Figure 2 shows the diffusion eigenvalues for a young and senior subject at two TMs. Figure 3 is the fit of the RPBM model to the average of λ₂ and λ₃. λ₂ (TM=30 ms) was significantly lower in the older cohort while λ₁, λ₂, λ₃ showed a trend to decrease with age (Table 1). Of the modeling derived parameters, residence time showed a trend to increase with age. Significant negative correlations of λ₁ and λ₂ to age, chair stand time, 200 m and 400 m walk, and significant positive correlation to left-hand grip were seen (Table 2). Significant negative correlations of λ₂ and λ₃ to phi and to pre-test systolic and to post-test diastolic blood pressure were seen. Permeability and the residence time from RPBM were significantly positively correlated with grip size and with 200 m walk, respectively. Diffusion eigenvalues and strain indices showed that the projection of the strain on the diffusion eigenvector corresponding to the secondary eigenvalue was significantly positively correlated to λ₂ (TM=300 to 600ms) and λ₃ (TM=20, 30, 200-500 ms).

Discussion

Age-related decrease in the eigenvalues including the lead eigenvalue and/or mean diffusivity has been attributed to the atrophy of the muscle fiber [4]. While muscle fiber atrophy can potentially result in smaller secondary and tertiary eigenvalues the muscle fiber length is much longer than the mean diffusion distance even at the longest diffusion times used in the current study. In one model of diffusion in the muscle, λ₂ arises from a diffusive pathway within the endomysium; it would be more likely to occur in one direction leading to a λ₂ that is sensitive to the cross-sectional orientation of the fibers. Based on this reasoning and the fact that the lack of cross-sectional symmetry increases with age [5], it was predicted that the maximum change with age would be seen in λ₂ [3,4,6]. This is experimentally observed in the current study. λ₂ also shows a significant negative correlation to the collagen matrix alignment to the muscle fiber (phi) at three mixing times (30, 60, and 100 ms). Phi increases with age and the age-related differences in the alignment of the collagen matrix may impact diffusion in the endomysium.
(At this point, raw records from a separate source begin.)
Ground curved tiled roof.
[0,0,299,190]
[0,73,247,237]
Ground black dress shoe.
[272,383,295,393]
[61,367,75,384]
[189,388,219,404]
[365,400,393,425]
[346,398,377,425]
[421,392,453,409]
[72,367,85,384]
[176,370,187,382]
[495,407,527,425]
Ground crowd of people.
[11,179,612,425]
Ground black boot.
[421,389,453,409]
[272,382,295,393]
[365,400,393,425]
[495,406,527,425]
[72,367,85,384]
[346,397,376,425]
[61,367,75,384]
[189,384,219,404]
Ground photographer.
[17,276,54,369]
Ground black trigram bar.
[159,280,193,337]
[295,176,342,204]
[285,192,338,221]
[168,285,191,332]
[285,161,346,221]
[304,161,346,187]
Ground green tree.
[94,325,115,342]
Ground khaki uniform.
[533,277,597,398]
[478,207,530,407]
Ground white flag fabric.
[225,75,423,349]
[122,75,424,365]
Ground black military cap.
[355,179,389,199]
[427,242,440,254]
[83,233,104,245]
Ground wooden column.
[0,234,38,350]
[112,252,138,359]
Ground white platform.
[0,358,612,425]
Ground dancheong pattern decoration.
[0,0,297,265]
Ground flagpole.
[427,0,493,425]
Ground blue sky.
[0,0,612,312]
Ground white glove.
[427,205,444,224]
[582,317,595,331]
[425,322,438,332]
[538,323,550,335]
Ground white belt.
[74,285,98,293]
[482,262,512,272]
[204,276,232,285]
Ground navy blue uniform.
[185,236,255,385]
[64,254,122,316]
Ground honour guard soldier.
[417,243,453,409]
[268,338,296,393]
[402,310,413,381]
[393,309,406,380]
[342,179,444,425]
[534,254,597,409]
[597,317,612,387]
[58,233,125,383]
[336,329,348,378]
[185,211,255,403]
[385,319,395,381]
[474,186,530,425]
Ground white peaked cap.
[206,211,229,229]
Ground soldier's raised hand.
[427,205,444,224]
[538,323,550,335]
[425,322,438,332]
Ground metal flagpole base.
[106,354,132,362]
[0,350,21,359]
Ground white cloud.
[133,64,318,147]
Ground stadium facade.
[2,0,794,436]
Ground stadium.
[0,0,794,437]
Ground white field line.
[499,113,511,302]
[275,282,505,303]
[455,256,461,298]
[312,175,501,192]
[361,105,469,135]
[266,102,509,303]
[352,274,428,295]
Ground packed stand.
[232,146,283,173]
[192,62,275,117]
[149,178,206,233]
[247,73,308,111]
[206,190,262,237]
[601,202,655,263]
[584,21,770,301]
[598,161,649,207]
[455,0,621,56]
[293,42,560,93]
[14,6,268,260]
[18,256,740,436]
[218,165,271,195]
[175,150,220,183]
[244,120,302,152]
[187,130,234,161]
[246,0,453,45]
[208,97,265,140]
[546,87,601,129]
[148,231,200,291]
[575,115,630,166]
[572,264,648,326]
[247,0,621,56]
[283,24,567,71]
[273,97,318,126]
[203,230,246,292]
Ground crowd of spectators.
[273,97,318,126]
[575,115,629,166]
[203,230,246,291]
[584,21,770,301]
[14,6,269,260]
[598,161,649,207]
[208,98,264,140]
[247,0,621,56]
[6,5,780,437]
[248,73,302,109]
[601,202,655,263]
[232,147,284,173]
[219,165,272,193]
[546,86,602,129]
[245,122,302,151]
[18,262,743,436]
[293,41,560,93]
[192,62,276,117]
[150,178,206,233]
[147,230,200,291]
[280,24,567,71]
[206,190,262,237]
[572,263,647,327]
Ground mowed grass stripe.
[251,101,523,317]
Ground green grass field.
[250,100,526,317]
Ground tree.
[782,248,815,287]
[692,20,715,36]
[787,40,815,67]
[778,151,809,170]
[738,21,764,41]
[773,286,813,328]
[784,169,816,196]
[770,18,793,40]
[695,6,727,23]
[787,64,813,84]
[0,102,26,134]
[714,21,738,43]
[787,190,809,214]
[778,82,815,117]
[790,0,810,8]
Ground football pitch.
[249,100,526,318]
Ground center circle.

The positive significant correlation of λ₂ and λ₃ to the strain index along the secondary diffusion eigenvector may indicate that larger strains (muscle cross-sectional radial expansion) may result in larger fiber cross-sections leading to larger diffusion along those directions.

Conclusions

Time-dependent diffusion eigenvalues and modeling provide insight into tissue microstructural changes.

Acknowledgements

This work was supported by the National Institute on Aging Grant No. R01AG056999.